My weekly reflection template has 5 sections, all of which either help me remember more of my experiences and feelings or help me achieve my goals and recognize important benchmarks that I am potentially hitting or missing. Here’s how I organize my weekly reflection:

  1. Gratitude. Everything starts with giving thanks. That’s why before even detailing what I did this week, I started by listing three things that I’m grateful for. You can have gratitude for literally anything, and acknowledging it in a journal makes it even more powerful. This week, I was grateful for a particular friend who was there when I needed her and gave me encouragement, cocoa powder because I’ve found it to be an awesome substitute for sugar when I’m craving chocolate, and the fact that I have a car which gives me the ability to go anywhere at any time without much restriction. These are just the first three things that I thought of within a minute of sitting down to journal, but I probably could have come up with hundreds more. I’ll simply save those for next week.
  2. Happenings. This is where I wrote down everything that I did this week. I noted each interaction I had with friends in-person and what memory we shared together. I also wrote about how these engagements made me feel, if they brought me energy or if I felt worn down after the interaction. While still limited due to COVID-19 restrictions, social interaction is a key part of my happiness, so I always make a conscious effort to see my friends safely very often.
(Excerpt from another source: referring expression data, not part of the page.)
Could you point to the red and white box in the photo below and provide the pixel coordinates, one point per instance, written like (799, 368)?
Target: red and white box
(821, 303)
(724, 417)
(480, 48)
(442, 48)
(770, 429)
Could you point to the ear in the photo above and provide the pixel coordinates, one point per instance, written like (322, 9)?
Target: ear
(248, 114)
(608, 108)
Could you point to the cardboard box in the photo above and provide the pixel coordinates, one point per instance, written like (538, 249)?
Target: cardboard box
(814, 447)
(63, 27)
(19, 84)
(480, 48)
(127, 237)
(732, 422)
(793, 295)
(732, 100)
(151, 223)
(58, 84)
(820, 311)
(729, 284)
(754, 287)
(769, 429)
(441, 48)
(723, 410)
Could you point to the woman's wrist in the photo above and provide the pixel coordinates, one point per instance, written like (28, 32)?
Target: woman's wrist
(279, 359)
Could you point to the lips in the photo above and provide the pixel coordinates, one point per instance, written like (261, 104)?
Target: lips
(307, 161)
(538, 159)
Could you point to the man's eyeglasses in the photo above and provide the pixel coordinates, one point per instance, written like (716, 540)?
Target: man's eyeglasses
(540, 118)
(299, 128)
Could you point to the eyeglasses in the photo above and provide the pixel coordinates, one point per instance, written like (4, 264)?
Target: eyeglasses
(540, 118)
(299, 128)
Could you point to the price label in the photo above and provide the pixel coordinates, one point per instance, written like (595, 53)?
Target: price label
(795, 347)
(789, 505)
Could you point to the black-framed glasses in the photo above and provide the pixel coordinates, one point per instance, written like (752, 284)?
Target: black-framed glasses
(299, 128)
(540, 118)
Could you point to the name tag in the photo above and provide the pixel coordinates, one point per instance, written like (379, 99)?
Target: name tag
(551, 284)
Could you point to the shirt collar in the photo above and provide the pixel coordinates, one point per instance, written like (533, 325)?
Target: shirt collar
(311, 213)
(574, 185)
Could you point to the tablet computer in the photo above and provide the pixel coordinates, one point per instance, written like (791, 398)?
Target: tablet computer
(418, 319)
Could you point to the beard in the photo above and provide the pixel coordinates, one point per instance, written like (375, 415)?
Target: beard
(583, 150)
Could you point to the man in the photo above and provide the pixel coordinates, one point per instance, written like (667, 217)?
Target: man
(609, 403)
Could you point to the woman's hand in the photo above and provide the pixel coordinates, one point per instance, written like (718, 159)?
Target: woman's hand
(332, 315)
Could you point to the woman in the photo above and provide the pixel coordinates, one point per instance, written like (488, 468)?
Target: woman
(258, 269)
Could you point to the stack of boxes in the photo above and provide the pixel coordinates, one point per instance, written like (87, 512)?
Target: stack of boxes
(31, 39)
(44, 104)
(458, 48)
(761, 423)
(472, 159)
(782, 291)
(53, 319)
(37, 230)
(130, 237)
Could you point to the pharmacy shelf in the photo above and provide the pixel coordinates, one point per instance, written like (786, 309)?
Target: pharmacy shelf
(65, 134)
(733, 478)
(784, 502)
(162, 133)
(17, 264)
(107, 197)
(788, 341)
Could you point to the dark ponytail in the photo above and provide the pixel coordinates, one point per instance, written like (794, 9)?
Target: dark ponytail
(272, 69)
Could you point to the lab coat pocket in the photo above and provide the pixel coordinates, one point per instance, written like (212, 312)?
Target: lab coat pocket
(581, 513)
  3. Workouts. I’m currently training for a marathon, so this one is of particular importance now, but might not always be. I analyzed each of my workouts and how I felt after them. I looked at my progress from the previous week and reflected on how I can improve my runs in the coming days. This past week was a low mileage week for me because I am just coming off of an injury, but I feel strong enough now to increase the intensity, something I might not have realized without doing this weekly reflection.
  4. Nutrition. I’m always trying to eat healthier. Aren’t we all? I’ve been tracking my macros and have noticed that I don’t get as much protein as I should, especially for how active I am. Once I recognized this deficiency and started incorporating higher protein meals and snacks into my diet (thank you, NutriBullet), I saw an increase in my energy levels and satisfaction after meals. Nutrition is something we don’t take time to reflect on holistically, often scrutinizing every meal as “good” or “back” instead looking at our entire track record for the week.
  5. Morning and Evening Routines. Developing strong and healthy habits is one of my main goals for the first few months of 2021 and morning and evening routines are the best ways that I can measure and track these habits. This week, I did pretty well on my morning routine including drinking lemon water, doing a 10 minute core workout, and some kind of outdoor exercise. On the other hand, my evening routine lacked consistency where I trended to either complete all items or none at all. However, one habit that I’ve been working to build–reading a novel before bed–went pretty well this week. I finished We Were Liars and have now started The Silent Patient.

While this practice of weekly reflections is very new to me, I’m going to continue for the next few months to see if it helps me progress more consistently towards my goals. I also set myself a reminder at the end of each month to re-read all of my weekly reflections. I’m hoping it will jog some happy memories as well put my progress into perspective.